First a short round of proposals: the Mercedes GLA 250e costs 50,102 euros and the Volvo XC40 Recharge T4 Plug-in Hybrid is for 44,495 euros in the price list. Both drive 35 to 40 kilometers on electricity and then the petrol engine starts. They can charge at any charging station and wallbox. Only the GLA can be equipped with a fast charging port, so that you can also go to Fastned, Ionity and other fast charging stations.
The Volvo XC40 is quieter
In the electric driving position, both plug-in cars roll whisper-quietly through traffic. As soon as the combustion engine kicks in, you only hear the expertly muffled sound of the three-cylinder in the Volvo. There is nothing intrusive about that. In the Mercedes you can hear it clearly when the compact four-cylinder is pulling heavily and depending on your car education you register that as ‘sporty’ or as ‘annoying’.
Good seats in both cars
That does not alter the fact that both brands do their best to make your stay on board as pleasant as possible. The front seats of the GLA and XC40 are comfortable, but the Swedes go a step further with a seat whose sturdy cheeks clamp your thighs in bends.

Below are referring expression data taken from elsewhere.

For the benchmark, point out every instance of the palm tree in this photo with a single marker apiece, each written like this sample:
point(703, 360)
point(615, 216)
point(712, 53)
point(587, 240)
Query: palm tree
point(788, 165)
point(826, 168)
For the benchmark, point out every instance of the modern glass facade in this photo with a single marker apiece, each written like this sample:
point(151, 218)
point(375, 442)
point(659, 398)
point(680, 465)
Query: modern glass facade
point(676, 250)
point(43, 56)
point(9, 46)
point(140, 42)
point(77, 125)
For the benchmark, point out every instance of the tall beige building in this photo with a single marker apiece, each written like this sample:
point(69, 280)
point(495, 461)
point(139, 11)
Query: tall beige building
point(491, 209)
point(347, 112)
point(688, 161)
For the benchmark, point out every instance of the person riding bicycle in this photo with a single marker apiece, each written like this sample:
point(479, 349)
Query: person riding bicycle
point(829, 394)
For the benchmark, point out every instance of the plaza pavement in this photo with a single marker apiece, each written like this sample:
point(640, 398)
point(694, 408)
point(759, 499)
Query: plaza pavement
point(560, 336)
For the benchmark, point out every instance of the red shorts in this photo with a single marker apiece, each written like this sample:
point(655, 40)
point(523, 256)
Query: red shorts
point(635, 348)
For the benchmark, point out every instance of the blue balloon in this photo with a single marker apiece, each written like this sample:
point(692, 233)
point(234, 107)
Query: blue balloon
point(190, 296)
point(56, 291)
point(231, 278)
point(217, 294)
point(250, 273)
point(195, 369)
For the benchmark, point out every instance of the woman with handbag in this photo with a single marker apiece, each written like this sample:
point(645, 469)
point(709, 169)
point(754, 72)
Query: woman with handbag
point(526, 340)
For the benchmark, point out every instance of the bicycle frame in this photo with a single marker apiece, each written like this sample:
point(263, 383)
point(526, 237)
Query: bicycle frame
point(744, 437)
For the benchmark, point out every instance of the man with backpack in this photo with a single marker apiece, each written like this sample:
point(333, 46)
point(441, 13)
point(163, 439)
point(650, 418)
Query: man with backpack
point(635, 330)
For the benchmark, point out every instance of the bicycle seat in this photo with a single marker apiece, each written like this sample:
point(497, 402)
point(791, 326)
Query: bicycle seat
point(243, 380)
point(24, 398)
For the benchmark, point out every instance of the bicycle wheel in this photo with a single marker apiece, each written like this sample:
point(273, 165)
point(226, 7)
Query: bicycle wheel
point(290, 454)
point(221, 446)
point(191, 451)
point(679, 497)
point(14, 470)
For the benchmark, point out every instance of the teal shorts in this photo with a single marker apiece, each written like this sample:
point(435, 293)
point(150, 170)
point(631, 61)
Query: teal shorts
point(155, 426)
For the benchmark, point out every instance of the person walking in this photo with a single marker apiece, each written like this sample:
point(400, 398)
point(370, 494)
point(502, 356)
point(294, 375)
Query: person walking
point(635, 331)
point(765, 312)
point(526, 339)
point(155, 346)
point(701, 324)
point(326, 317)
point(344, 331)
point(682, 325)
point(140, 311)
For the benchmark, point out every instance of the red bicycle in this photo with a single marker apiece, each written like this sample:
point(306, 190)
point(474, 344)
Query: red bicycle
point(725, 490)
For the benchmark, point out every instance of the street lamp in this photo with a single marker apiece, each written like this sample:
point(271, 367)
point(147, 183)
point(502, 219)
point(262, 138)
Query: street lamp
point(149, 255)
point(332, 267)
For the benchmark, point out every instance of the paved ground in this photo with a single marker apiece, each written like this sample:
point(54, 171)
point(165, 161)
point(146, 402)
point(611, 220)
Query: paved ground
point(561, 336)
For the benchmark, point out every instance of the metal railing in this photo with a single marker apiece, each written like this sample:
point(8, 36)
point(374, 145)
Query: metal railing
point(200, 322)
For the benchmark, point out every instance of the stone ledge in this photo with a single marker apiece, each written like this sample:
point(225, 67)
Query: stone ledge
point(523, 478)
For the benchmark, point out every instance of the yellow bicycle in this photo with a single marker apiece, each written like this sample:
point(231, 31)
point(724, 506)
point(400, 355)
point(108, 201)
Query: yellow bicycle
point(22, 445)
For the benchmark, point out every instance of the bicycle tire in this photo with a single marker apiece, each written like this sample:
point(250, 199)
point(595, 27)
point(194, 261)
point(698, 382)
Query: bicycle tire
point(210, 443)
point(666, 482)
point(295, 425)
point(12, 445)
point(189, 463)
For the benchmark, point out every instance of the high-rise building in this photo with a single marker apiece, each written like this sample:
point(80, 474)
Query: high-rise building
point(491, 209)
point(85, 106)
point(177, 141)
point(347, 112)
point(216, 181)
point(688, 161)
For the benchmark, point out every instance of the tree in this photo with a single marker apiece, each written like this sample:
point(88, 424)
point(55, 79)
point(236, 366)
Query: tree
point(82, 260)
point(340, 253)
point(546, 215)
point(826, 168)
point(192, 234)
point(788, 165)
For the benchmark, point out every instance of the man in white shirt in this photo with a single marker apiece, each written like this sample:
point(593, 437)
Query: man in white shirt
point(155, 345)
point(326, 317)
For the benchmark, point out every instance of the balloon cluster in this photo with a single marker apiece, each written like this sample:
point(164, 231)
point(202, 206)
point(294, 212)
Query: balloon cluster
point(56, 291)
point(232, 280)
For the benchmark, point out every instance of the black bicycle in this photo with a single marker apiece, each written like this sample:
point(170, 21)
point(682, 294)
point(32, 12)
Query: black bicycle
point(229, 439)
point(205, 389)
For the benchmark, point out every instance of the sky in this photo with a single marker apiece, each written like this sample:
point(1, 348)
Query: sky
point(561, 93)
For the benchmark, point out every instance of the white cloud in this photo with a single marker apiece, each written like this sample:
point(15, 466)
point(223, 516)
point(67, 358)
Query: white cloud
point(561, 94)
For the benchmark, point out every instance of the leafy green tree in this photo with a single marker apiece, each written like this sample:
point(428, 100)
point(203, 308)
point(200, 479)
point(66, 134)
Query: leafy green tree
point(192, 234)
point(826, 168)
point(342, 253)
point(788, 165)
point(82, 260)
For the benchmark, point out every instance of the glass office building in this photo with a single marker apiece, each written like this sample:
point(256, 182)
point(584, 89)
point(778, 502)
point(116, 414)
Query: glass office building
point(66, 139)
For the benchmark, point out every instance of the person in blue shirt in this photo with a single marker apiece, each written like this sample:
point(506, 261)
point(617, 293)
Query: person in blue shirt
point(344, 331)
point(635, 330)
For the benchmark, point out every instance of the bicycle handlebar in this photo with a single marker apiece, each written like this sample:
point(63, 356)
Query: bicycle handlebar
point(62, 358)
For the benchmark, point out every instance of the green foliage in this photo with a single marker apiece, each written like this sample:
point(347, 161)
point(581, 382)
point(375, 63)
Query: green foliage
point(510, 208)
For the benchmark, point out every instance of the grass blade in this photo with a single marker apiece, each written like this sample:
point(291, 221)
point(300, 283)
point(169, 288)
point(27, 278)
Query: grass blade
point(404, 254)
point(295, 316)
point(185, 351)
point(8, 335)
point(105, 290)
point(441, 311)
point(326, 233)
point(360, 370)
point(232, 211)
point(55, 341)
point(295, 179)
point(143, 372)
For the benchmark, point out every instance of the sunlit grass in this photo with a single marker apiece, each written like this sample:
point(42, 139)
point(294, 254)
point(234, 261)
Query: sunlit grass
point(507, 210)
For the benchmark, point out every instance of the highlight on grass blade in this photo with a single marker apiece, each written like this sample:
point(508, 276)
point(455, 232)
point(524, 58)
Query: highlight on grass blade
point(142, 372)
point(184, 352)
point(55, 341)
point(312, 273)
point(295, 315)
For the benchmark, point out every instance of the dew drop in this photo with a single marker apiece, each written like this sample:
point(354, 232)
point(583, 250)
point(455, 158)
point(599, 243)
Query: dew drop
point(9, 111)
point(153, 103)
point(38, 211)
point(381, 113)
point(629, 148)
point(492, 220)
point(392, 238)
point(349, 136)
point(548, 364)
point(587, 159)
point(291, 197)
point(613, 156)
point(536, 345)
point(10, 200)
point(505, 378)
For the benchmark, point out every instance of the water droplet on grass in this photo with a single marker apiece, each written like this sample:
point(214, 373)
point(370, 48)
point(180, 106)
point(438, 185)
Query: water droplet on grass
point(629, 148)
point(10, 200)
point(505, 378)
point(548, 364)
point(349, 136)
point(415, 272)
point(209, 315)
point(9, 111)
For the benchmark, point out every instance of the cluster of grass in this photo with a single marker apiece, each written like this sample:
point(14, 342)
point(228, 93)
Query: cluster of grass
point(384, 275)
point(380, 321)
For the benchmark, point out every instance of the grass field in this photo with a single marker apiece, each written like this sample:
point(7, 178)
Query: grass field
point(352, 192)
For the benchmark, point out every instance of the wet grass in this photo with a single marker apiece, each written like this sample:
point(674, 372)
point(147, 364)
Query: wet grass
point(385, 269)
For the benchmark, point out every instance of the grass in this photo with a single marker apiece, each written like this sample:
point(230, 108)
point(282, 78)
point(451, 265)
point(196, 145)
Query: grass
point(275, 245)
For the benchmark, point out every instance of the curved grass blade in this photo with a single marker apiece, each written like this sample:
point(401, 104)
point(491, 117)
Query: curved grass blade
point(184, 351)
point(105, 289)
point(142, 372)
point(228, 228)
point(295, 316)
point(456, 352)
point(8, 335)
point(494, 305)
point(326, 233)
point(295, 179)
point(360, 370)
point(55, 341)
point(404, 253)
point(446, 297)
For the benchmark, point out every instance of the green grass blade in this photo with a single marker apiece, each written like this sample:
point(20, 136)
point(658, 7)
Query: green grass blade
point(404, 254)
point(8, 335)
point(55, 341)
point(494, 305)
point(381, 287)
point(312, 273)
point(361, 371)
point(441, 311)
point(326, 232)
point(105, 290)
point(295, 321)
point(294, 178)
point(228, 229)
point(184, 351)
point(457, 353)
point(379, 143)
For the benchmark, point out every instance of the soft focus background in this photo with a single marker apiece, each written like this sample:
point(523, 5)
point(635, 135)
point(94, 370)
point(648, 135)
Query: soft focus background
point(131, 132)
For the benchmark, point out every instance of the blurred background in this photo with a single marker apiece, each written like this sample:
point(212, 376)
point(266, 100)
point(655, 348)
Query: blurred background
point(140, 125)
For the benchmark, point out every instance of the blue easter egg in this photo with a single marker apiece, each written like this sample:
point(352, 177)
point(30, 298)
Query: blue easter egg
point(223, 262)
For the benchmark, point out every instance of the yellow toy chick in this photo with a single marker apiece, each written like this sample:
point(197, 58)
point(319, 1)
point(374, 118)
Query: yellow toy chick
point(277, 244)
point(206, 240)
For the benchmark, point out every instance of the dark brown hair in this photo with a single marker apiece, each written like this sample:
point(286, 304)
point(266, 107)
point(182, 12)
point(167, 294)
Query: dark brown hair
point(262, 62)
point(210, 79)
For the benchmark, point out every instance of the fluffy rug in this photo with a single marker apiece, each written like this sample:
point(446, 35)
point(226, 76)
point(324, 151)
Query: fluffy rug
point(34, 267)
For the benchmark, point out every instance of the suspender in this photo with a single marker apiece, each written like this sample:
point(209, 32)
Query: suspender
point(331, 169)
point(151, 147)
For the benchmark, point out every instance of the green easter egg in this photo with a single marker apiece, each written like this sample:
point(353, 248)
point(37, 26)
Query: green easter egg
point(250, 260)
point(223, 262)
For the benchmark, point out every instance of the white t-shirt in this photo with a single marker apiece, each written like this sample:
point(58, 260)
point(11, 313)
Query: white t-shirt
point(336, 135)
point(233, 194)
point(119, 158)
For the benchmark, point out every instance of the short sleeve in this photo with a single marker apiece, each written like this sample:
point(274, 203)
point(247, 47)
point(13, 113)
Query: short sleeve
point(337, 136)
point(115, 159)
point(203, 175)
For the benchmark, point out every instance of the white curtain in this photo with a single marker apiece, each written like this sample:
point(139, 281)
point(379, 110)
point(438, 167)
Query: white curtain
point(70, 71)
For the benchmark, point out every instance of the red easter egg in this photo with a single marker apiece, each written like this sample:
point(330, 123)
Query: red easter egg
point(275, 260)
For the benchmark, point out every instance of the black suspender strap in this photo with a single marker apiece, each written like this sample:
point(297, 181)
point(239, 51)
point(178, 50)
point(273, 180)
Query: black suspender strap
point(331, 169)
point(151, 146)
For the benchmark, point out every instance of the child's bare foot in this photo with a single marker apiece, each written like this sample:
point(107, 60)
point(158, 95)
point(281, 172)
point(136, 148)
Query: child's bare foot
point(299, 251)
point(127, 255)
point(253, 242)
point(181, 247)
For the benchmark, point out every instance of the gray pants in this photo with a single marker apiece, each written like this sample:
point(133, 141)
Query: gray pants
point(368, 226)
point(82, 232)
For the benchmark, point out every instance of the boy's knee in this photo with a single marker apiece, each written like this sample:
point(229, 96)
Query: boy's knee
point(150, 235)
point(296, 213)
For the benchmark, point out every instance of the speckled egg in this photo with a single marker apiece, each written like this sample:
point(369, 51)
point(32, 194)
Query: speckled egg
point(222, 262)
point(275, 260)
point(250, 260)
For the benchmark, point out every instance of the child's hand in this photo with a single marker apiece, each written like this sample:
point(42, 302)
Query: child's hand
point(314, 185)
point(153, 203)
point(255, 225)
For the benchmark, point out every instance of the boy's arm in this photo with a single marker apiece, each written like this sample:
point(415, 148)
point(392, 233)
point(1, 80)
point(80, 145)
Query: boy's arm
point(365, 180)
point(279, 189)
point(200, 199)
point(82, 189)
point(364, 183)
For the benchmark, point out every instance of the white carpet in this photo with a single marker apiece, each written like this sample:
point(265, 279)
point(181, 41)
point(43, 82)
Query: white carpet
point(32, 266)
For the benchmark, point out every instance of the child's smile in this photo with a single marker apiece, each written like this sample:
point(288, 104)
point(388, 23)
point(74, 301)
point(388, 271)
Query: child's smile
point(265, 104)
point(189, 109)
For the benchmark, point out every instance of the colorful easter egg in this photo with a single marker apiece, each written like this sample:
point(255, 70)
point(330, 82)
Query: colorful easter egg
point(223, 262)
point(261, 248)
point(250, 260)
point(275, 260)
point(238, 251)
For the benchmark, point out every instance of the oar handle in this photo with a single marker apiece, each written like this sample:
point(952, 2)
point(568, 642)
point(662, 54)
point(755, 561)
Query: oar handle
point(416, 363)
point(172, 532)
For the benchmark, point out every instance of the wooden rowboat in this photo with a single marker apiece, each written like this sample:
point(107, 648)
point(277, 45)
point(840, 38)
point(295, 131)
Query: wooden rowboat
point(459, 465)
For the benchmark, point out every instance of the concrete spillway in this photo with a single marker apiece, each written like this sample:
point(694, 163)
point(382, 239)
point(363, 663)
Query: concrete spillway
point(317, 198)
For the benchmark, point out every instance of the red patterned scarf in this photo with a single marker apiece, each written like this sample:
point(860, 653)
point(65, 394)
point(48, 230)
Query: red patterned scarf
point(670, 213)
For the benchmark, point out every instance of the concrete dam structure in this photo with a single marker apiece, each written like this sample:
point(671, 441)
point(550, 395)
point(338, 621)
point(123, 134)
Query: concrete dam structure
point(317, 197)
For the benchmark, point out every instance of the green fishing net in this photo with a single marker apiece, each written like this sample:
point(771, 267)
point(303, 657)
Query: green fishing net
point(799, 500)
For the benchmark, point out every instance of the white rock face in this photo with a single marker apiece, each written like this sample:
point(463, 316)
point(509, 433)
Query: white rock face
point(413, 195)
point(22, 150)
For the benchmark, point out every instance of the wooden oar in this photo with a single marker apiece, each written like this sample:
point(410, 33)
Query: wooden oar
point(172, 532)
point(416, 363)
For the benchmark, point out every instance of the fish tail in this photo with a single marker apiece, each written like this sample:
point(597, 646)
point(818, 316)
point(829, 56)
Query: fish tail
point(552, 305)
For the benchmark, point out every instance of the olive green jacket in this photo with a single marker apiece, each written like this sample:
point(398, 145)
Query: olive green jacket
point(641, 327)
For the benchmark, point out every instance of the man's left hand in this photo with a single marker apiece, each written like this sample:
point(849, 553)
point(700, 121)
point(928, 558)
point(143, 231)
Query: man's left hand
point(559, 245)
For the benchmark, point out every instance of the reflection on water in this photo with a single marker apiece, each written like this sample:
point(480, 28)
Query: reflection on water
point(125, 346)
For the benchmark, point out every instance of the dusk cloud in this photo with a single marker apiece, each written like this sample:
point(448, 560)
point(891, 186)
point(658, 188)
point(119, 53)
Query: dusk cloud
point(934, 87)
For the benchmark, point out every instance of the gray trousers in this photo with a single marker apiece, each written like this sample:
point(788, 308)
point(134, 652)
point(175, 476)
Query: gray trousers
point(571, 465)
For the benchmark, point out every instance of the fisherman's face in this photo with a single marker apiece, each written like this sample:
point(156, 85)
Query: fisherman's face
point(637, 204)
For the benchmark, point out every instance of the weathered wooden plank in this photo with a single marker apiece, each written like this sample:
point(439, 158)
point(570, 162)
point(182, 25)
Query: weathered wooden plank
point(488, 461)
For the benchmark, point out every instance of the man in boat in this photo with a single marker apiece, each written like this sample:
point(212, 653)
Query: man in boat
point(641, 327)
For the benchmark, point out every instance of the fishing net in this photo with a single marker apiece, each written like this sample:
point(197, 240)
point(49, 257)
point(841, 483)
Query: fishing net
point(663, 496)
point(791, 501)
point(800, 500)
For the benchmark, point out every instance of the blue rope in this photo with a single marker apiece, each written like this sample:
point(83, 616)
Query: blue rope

Long-legged passengers sit on the Swedish back seat with their knees pulled up and therefore prefer to move to the second row of seats in the Mercedes. There they enjoy deeper footrests and more freedom of movement.
The GLA has smoother suspension
The GLA also offers better suspension comfort, because it copes smoothly with small bumps. The XC40 absorbs bumps and other road congestion somewhat jerky. If you want to make the difference to your whole family, you will notice that a fully packed Mercedes bounces a bit over cross ridges. A loaded Volvo is a bit more confident about this. In combination with the finer seats and the silence on board, we experience the XC40 as the most comfortable car of the two.
“Light-footed cornering is not their thing.”
Driving characteristics: comfort first
Both plug-in hybrids weigh more than 1800 kilos and we would like to tell you that you don’t notice much of that while driving. But the reality is different: light cornering is not their thing. It probably won’t bother the intended customers, because they mainly want to sit high and comfortably and drive economically.
If the Volvo driver does encounter a true drivers’ road, he notices that large steering movements result in a leaning body and that the car indicates exactly where the boundaries are. The Mercedes steers more neutral and has noticeably more traction, but the ESP has the annoying property of suddenly and violently intervening. While the GLA steers tighter and leans less when cornering.
If you look purely at comfort, the Volvo XC40 Recharge T4 Plug-in Hybrid is the winner. And it is also cheaper than the Mercedes. But if you look at the complete picture, then the Mercedes GLA 250e has our preference. It is admittedly the most expensive car in this test, but you get better driveability and a finer drivetrain with lower consumption and a larger electric range in return.